The private corpus isn't shipped, but the pipeline is one `Scanner()` pass per image. Generate a runnable, self-contained synthetic corpus with `arbez.testing.clean_corpus()` (needs the `[dev]` extra, or `pip install qrcode python-barcode`):

```python
from pathlib import Path
from arbez import Scanner
from arbez.testing import clean_corpus

out = Path("synthetic-corpus"); out.mkdir(exist_ok=True)
for spec in clean_corpus():
    spec.image.save(out / f"{spec.spec_id}.png")

scanner = Scanner()
for img in out.iterdir():
    res = scanner.scan(img)
    res.detections             # merged union (each with extras["voted_by"])
    res.per_engine["zxing"]    # that engine's own detections
```

### Limitations

- **A capability snapshot, not a competitor ranking.** Results are specific to this corpus, hardware, and default configuration; your mileage will vary with image mix, resolution, and tuning.
- **Decode yield, not ground truth.** "Distinct codes decoded" counts what each configuration *read*; it isn't checked against a human-labeled key, so a misread inflates a count. The `consensus=2`/`=3` rows are the precision view.
- **Apple Vision is macOS-only**; on Linux/Windows `Scanner()` unions arbez + ZXing (+ WeChat if installed), where the relative gain from unioning is larger.
- **Engine independence is partial.** arbez and ZXing share the zxing-cpp decoder, so agreement between only those two corroborates detection but not decoder independence (Apple Vision and WeChat are independent implementations).
- **WeChat is QR-only** and heavy-tailed in latency, so it's included for QR corroboration, not general coverage.

## Documentation

[Getting started](docs/getting-started.md) · [How-to](docs/how-to.md) · [Concepts](docs/concepts.md) · [API reference](docs/api-reference.md) · [Consensus rules](docs/consensus-rules.md) · [Bring your own weights](docs/bring-your-own-weights.md) · [Installation](docs/installation.md) · [Profiling](docs/profiling.md) · [Troubleshooting](docs/troubleshooting.md)

## Roadmap

Today arbez reaches its yield by combining engines. The direction is to grow the **bundled AI detector** until it clears that bar on its own — so that a single `pip install arbez`, with no platform-specific helpers, is all anyone needs for reliable detection on every platform. Each release trains it further; the multi-engine union is both today's product and the target the detector is closing in on. Apple Vision and the classical engines stay welcome boosts where available — the goal is simply that you never have to *depend* on them.
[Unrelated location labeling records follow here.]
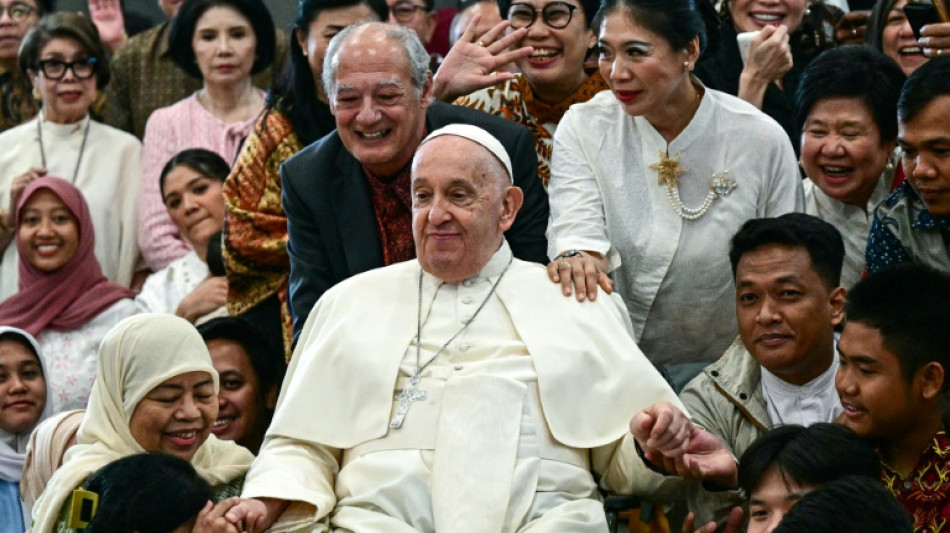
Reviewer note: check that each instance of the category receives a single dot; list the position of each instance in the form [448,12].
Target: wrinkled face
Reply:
[842,150]
[242,407]
[48,232]
[176,416]
[898,41]
[170,7]
[224,43]
[771,500]
[195,204]
[413,15]
[327,24]
[461,207]
[14,28]
[785,312]
[22,387]
[925,143]
[556,67]
[874,392]
[753,15]
[67,99]
[643,71]
[380,115]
The aim is plain: make arbez the easiest, most reliable way to read QR codes and barcodes in Python — no expertise, no setup, just results.

## Versioning

arbez follows [semantic versioning's 0.x convention](https://semver.org/#spec-item-4): while it is pre-1.0, the public API may change between minor releases, and breaking changes are documented in the [CHANGELOG](CHANGELOG.md). `1.0.0` will mark the point at which the API surface is stable.

## License

Apache License, Version 2.0 — see [`LICENSE`](LICENSE). The bundled object-detection model (`src/arbez/_assets/arbez_yolox_s.onnx`) is also Apache-2.0; see `src/arbez/_assets/NOTICE` for full attribution.

Data Matrix fallback decoding uses [arbez-dmtx](https://pypi.org/project/arbez-dmtx/) (Apache-2.0), a core dependency that bundles the native **libdmtx** library (BSD-2-Clause, © 2005–2016 Mike Laughton, Vadim A. Misbakh-Soloviov and others) and a vendored **pylibdmtx** ctypes wrapper (MIT, © 2016–2020 Lawrence Hudson); their full license texts ship inside the arbez-dmtx wheel.